On Thu, 1 Sep 2016, Kent Overstreet wrote:
> Encryption in bcachefs is done and working and I just finished documenting the
> design - so now, it needs more eyeballs and vetting before letting users play
> with it.
>
> ### Algorithms
>
> By virtue of working within a copy on write filesystem with provisions for ZFS
> style checksums (that is, checksums with the pointers, not the data), we’re
> able to use a modern AEAD style construction. We use ChaCha20 and Poly1305. We
> use the cyphers directly instead of using the kernel AEAD library (and thus
> means there's a bit more in the design that needs auditing).
A few thoughts:
Great work implementing your own monotnoically-increasing nonce in
bcachefs. You have implemented your own crypto stack, I'm sure lots of
time went into that. Stream ciphers are great, but not always seekable
(eg: output-feedback mode, OFM). Of course if you plan to validate the
MAC for every read, then seekable might not matter---but you will need to
decrypt up to the offset you want even after MAC validation which adds
overhead.
Since you have written a solid nonce generator, supporting the existing
kernel library for block ciphers in counter-mode (CTR) is probably easy
and would aide the validation of your protocol; indeed, it would
future-proof bcachefs against maintaining new ciphers if the user can
specify the kernel crypto library's block- or streamping- cipher.
For counter mode, shift the nonce by as many bits as the extent size
divided by the cipher-block size. For 64k extents and AES-128, you would
shift the nonce like so:
nonce <<= ilog2( 65536 / ilog2(128) )
This example uses 12 nonce bits leaving 2^84 extent generations before
wrapping. (Of course you'll need to store the nonce in your extent
metadata.)
You then have a counter for each 16-bytes of AES in the bottom bits of
the extent nonce. Counter mode is trivial to implement:
ciphertext[ 0] = E_k(nonce+ 0) XOR plaintext[0]
[...]
ciphertext[4095] = E_k(nonce+4095) XOR plaintext[4095]

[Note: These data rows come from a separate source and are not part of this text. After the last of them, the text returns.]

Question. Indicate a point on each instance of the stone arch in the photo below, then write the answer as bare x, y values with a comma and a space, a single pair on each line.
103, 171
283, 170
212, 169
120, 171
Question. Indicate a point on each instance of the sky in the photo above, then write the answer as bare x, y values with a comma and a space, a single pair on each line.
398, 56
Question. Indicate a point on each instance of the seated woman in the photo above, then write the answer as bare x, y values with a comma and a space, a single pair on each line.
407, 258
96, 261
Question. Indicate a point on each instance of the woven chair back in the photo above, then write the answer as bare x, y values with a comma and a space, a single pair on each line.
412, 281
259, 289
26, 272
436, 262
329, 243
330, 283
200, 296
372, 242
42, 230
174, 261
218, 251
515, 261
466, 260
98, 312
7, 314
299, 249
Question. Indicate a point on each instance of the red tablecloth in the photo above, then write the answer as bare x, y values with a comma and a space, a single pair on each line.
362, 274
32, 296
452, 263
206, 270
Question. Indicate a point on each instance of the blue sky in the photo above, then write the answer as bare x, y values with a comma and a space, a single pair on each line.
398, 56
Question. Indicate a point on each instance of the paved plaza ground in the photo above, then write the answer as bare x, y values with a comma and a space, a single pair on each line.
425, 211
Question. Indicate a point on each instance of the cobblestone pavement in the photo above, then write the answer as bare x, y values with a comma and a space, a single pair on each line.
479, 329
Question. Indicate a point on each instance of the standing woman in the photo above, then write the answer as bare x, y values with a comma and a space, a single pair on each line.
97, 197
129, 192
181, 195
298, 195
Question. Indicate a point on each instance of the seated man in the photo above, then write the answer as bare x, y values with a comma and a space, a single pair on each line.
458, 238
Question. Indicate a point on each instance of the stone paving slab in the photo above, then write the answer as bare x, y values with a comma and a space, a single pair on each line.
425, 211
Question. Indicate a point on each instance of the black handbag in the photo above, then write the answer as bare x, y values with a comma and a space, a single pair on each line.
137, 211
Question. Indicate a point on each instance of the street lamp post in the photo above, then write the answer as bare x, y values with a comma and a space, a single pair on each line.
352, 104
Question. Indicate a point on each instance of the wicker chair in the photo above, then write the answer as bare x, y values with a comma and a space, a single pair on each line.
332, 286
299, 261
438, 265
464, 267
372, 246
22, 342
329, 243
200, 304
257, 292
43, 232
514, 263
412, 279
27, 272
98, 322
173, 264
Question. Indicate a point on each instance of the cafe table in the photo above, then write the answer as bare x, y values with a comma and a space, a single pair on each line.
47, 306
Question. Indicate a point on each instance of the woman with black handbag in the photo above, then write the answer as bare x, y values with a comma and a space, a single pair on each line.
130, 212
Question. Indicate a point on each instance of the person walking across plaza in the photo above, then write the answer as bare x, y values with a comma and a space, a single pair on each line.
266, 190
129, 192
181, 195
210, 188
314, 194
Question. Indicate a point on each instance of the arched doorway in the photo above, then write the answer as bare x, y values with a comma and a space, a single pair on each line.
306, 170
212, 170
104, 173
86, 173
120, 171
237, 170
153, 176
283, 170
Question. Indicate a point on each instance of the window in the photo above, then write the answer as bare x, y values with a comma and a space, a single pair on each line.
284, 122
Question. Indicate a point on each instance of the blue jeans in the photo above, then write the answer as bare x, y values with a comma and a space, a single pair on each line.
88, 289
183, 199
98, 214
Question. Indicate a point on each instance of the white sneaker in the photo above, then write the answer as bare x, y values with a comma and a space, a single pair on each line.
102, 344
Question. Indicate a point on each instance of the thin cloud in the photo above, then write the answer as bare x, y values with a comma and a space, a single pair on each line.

This gives you cipher-block-independent parallelism, seekability, and
flexibility using existing and future block ciphers. Counter mode is well
studied, I don't think anyone will argue against that if your nonces are
well founded.
[... more below ]
> The current design uses the same key for both ChaCha20 and Poly1305, but my
> recent rereading of the Poly1305-AES paper seems to imply that the Poly1305
> key
> shouldn't be used for anything else. Guidance from actual cryptographers would
> be appreciated here; the ChaCha20/Poly1305 AEAD RFC appears to be silent on
> the
> matter.
>
> Note that ChaCha20 is a stream cypher. This means that it’s critical that we
> use
> a cryptographic MAC (which would be highly desirable anyways), and also
> avoiding
> nonce reuse is critical. Getting nonces right is where most of the trickiness
> is
> involved in bcachefs’s encryption.
>
> The current algorithm choices are not hard coded. Bcachefs already has
> selectable checksum types, and every individual data and metadata write has a
> field that describes the checksum algorithm that was used. On disk, encrypted
> data is represented as a new checksum type - so we now have [none, crc32c,
> crc64, chacha20/poly1305] as possible methods for data to be
> checksummed/encrypted. If in the future we add new encryption algorithms,
> users
> will be able to switch to the new algorithm on existing encrypted filesystems;
> new data will be written with the new algorithm and old data will be read with
> the old algorithm until it is rewritten.
>
> ### Key derivation, master key
>
> Userspace tooling takes the user's passphrase and derives an encryption key
> with
> scrypt. This key is made available to the kernel (via the Linux kernel's
> keyring
> service) prior to mounting the filesystem.
>
> On filesystem mount, the userspace provided key is used to decrypt the master
> key, which is stored in the superblock - also with ChaCha20. The master key is
> encrypted with an 8 byte header, so that we can tell if the correct key was
> supplied.
>
> ### Metadata
>
> Except for the superblock, no metadata in bcache/bcachefs is updated in place
> -
> everything is more or less log structured. Only the superblock is stored
> unencrypted; other metadata is stored with an unencrypted header and encrypted
> contents.
>
> The superblock contains:
> * Label and UUIDs identifying the filesystem
> * A list of component devices (for multi-device filesystems), and information
>on their size, geometry, status (active/failed), last used timestamp
> * Filesystem options
> * The location of the journal
>
> For the rest of the metadata, the unencrypted portion contains:
>
> * 128 bit checksum/MAC field
> * Magic number - identifies a given structure as btree/journal/allocation
>information, for that filesystem
> * Version number (of on disk format), flags (including